The year 2022 is one many investment managers would prefer to forget. Yet you managed to emerge “less badly” than many of your peers, resulting in your superior performance over three years. How did you navigate 2022?
Candidly, I am disappointed with the fund’s performance in 2022. The fund was fairly defensively positioned throughout the year, which helped, but I didn’t manage our exposure to the energy and materials sectors particularly well. On the one hand, the fund’s risk controls stopped the year being significantly worse, but with modifications, they could’ve made the year much better. I’ve worked on improving our risk management tools and processes, which should hopefully make the fund more robust prospectively.

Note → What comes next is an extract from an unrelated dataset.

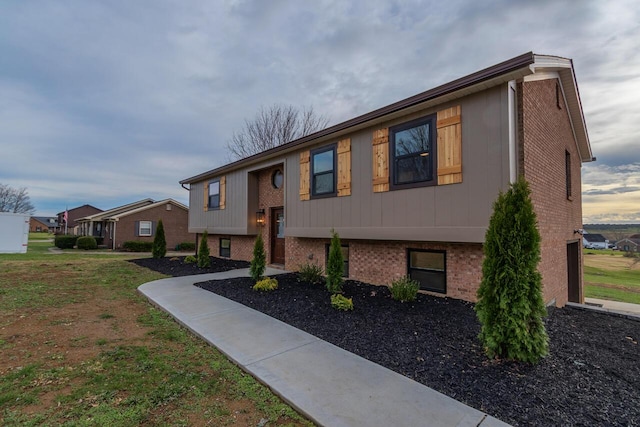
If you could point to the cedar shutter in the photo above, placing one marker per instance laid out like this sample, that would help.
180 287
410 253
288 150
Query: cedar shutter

Were there any high points during the year for you, or stocks that surprised to the upside?
For the most part, 2022 felt like an endless procession of downside surprises! In an otherwise challenging year, our positions in relatively “boring” companies like AutoZone and Hershey delivered solid performances, while Exxon Mobil was a big winner.
How are you positioning the fund looking forward, considering ongoing worries about inflation, interest-rate hikes and geopolitical risks?
The fund came into 2023 defensively positioned, which was unintentionally in line with the broad consensus. I came to the realisation that the biggest risk was that the fund wasn’t taking enough risk, given the one-sidedness of investor positioning and an improving macro backdrop. With a reasonably strong economy, falling inflation, and an end to rate hikes in sight, there appears to be a window where risk assets can do well. After suffering through a brutal two-year bear market and having fallen as much as 80% from their peaks, numerous growth stocks are showing encouraging signs of life. I’ve increased exposure to the growth space and plan to continue to do so as long as the elements align.